Archaeology, Learning

Plumpton Roman villa: Archaeology in Sussex

It was a teaching day yesterday. I had a glorious day out at Plumpton working on the villa and teaching a new group of people about archaeology. There’s so much joy in teaching, learning and discovery.

It’ll never fail to fascinate me that I can touch with my hand something that hasn’t been touched by anyone else for nearly 2000 years; my fingers can trace the grooves made by the Potter or the tile-maker and finger print to finger print, the years fade away.

There’s a humanness to Archaeology that defies category.

We study the objects that humans made and used and left behind. We learn of people’s cultures and lives and find what’s left of their humanity. And in this fleeting passage of time that constitutes human life, we can pause and reflect on how lives were then and how lives are now and see the changes that time and ingenuity have wrought on humankind.

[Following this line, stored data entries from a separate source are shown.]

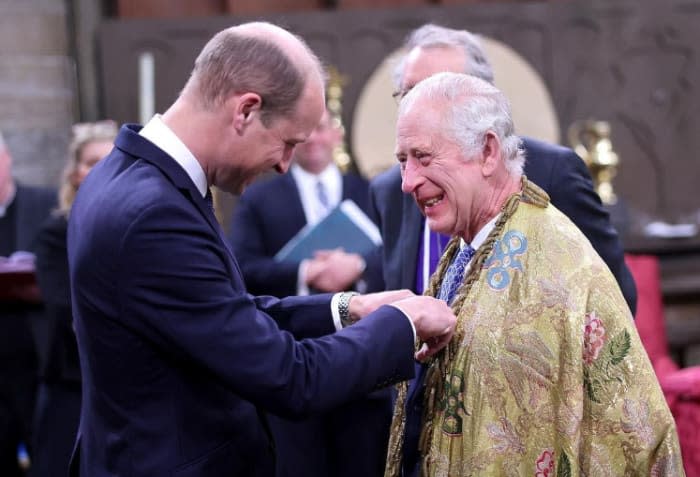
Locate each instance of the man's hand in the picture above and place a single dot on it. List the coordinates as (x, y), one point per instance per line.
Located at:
(362, 305)
(434, 321)
(334, 270)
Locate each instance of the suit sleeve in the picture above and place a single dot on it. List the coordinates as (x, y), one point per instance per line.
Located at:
(178, 294)
(263, 275)
(572, 192)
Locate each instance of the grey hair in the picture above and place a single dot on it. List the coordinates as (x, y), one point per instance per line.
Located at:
(473, 108)
(235, 61)
(431, 35)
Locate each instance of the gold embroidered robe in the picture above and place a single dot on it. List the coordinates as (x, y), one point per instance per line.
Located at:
(548, 376)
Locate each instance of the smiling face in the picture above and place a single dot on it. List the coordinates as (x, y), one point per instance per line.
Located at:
(444, 183)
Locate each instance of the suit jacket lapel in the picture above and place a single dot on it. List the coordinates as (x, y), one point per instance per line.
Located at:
(131, 143)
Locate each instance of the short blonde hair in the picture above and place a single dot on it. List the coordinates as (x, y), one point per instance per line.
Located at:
(82, 134)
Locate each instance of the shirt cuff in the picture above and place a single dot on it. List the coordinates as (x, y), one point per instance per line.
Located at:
(336, 313)
(413, 327)
(302, 287)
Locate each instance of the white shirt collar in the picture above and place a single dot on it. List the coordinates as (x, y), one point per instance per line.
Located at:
(8, 202)
(482, 234)
(162, 136)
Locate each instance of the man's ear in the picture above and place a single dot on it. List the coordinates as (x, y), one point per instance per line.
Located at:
(490, 154)
(245, 108)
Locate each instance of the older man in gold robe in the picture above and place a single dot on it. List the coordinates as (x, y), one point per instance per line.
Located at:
(546, 374)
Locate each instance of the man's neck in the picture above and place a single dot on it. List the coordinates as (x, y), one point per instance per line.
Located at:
(7, 193)
(500, 193)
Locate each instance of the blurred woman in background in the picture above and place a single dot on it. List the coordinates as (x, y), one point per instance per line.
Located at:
(58, 401)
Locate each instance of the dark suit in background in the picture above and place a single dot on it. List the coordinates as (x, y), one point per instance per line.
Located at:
(58, 400)
(178, 361)
(268, 214)
(558, 170)
(352, 439)
(22, 330)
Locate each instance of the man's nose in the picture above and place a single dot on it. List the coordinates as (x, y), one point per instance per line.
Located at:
(286, 161)
(410, 177)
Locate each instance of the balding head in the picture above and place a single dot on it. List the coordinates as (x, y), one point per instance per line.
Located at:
(255, 57)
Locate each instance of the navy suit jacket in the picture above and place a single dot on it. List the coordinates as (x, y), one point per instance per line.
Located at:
(558, 170)
(178, 361)
(268, 214)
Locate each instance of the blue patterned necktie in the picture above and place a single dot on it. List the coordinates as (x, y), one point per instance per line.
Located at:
(455, 273)
(322, 197)
(209, 199)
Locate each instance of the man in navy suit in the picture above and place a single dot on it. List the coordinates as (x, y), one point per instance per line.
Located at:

It’s not all prosaic, this gathering of artefacts and blisters. It’s searching for structures and features in the soil, it’s looking for the echoes of past civilisations in the soil; broken things and rusty things, shiny things and once-loved things. It’s hard, dusty work. It’s digging with trowels and mattocks, shovels, buckets and wheelbarrows. It’s sweating profusely in a 29 degree heatwave while teaching and remembering the joy that brought me here in the first place. The joy that set me on this journey 16 years ago.

In this blistering heat, the desire to feel connected to the past- to learn what has never been learned before – must outweigh the desire for human comfort. We spend the day outside of ourselves, learning how to see the past, how to record these echoes of humanity.

We learn of our own human-ness as we search for traces of past human-ness in the soil. We learn about ourselves and our essential natures.

We suspend our regular pattern of days and set aside our worldly concerns. We are – for a brief and precious time – aware of the importance of human life and we grant ourselves the perspective to view thousands of years of human life – generation upon generation of lives – without fear or pity of our own mortality but with reverence and awe.

There are days in each of our lives that remind us who we are. Yesterday was one of them.